We see, however, relatively little analysis or discussion of how these changes are affecting the consumption of journalism by individuals. Questions that seem central to the very purpose of journalism remain either intuitive or unasked: Why do people even consume news? What are the fundamental elements of news, as experienced by the individual? What is the best way to organize news in terms of the individual needs that it addresses? How do the reasons for consuming news vary by individual, by context, by subject matter, etc? How well does the news environment satisfy those reasons? Are those reasons changing? The lack of obvious interest in these questions is particularly surprising given the vigorous search for innovative ways to offer value in the digital media environment, and suggests that it has been difficult to identify or articulate a ‘theory of news’ that could serve as a starting point for exploring the consumption side of the new marketplace for news.
It should come as no surprise that the hypothesis that I propose as the basis of a possible ‘theory of news’ is centered on the critical role of narrative, or story, in people’s perception of their world. While it is obvious that news is about ‘stories’ in the intuitive or colloquial sense, it is perhaps less obvious that the growing body of cross-disciplinary work on narrative can be directly and formally applied to understanding the consumption side of digital media or that such an understanding of news consumption might be used to produce useful media products.
Take, for example, an experience that is probably familiar to anyone who consumes news from many different online sources (news sites, Twitter, Facebook, personalized streams, news apps, blogs, etc.).

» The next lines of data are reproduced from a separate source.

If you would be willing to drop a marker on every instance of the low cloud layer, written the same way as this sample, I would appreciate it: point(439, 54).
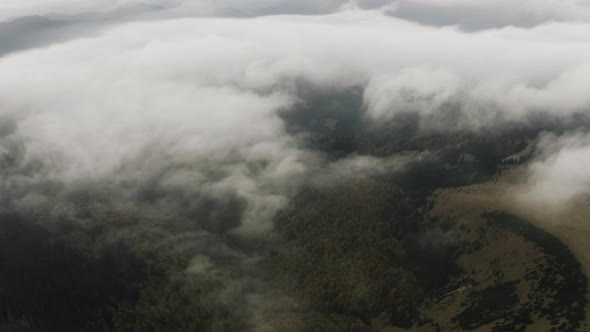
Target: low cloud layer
point(209, 91)
point(177, 110)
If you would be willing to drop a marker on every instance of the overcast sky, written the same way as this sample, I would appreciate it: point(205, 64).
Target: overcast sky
point(94, 85)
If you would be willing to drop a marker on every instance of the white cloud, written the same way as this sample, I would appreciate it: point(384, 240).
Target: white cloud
point(207, 90)
point(561, 172)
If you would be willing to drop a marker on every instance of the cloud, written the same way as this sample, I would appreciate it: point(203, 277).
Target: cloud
point(486, 14)
point(207, 92)
point(561, 171)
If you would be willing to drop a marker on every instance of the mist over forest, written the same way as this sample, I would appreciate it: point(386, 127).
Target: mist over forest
point(281, 165)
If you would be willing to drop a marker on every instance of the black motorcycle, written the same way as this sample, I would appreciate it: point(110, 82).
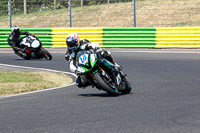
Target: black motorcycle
point(102, 74)
point(33, 48)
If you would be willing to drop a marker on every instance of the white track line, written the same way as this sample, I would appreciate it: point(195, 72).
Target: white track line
point(43, 69)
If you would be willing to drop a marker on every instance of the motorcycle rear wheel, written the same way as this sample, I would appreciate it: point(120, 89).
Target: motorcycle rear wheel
point(105, 86)
point(128, 87)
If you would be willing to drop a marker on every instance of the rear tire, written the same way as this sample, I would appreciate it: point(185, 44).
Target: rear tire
point(128, 87)
point(104, 85)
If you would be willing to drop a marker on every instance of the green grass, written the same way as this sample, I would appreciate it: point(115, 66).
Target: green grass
point(15, 82)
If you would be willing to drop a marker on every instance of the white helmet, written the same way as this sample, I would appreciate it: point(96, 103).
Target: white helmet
point(15, 29)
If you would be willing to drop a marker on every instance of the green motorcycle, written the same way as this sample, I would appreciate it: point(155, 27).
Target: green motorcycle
point(102, 74)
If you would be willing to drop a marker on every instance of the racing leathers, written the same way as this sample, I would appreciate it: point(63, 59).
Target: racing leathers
point(70, 56)
point(14, 40)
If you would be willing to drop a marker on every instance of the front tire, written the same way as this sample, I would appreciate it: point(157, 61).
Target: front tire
point(104, 85)
point(45, 54)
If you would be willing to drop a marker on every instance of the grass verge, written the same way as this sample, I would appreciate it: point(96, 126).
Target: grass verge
point(15, 82)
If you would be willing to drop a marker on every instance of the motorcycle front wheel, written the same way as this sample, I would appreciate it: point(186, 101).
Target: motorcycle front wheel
point(105, 86)
point(44, 53)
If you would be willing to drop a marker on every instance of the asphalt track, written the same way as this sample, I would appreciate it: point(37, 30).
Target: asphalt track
point(165, 97)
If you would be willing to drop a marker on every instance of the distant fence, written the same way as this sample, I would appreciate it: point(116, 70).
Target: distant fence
point(100, 13)
point(117, 37)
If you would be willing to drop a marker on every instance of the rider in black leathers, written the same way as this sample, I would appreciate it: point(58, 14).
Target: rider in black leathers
point(74, 46)
point(14, 40)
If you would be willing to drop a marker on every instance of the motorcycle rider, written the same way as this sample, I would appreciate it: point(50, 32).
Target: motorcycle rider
point(74, 46)
point(14, 40)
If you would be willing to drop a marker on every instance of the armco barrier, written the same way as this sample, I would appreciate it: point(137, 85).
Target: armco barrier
point(108, 37)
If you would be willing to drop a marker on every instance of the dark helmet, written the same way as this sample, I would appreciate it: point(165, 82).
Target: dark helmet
point(72, 41)
point(15, 29)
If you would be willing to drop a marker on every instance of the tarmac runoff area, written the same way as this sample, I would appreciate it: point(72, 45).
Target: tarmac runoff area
point(6, 67)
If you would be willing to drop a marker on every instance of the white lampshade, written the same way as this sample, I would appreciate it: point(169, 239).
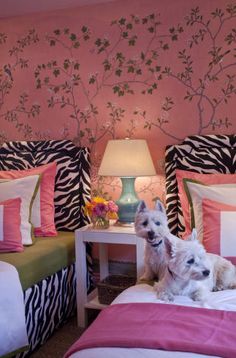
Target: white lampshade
point(127, 158)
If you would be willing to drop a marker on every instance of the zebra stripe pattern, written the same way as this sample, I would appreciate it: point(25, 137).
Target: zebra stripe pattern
point(202, 154)
point(48, 305)
point(50, 302)
point(72, 186)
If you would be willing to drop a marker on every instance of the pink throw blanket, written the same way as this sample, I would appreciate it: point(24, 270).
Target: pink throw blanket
point(162, 326)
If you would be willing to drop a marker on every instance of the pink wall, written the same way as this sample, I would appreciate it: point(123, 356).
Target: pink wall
point(181, 51)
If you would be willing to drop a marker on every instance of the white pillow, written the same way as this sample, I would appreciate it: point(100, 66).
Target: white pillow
point(24, 188)
point(223, 193)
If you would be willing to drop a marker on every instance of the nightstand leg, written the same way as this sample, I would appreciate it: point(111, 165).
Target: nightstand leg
point(81, 281)
point(140, 246)
point(103, 261)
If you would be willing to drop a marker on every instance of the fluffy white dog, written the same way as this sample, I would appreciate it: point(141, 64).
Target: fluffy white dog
point(152, 226)
point(193, 272)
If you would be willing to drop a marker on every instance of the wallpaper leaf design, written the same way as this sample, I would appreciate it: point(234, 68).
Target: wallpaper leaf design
point(135, 77)
point(7, 73)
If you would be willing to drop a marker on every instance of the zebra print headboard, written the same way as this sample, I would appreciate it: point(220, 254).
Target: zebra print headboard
point(72, 186)
point(201, 154)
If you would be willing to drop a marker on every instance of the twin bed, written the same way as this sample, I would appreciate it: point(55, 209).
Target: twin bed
point(137, 324)
point(46, 268)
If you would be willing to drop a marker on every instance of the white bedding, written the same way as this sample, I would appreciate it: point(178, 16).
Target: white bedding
point(223, 300)
point(13, 334)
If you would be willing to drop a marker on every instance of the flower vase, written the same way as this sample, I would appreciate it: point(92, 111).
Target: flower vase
point(100, 223)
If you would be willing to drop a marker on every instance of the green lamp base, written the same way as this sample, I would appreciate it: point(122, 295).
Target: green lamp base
point(128, 201)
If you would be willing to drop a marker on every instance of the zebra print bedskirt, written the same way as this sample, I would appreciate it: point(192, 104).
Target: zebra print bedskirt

This behavior can be interpreted as being about seeking new stories that are interesting to that consumer and seeking new developments in interesting stories that the consumer is already aware of. As the consumer develops an interest in a particular story they must therefore personally ‘de-duplicate’ events across multiple documents in order to construct the full story in their mind, and their personal experience in doing this becomes something like ‘knew that’ – ‘knew that’ – ‘knew that’ – ‘thats new!’ -‘knew that’ – ‘knew that’, etc. They are forced, in effect, to act as their own editors – a new role for consumers that was much less necessary in the pre-digital media environment. This frustrating experience is exacerbated by the very tools provided by digital media sites in an effort to simplify the discovery of interesting content, such as document-oriented topic clustering, entity-based personalization of news streams or search tools. From the consumer’s perspective navigation and consumption based on stories and their constituent events rather than on documents would probably be more satisfying.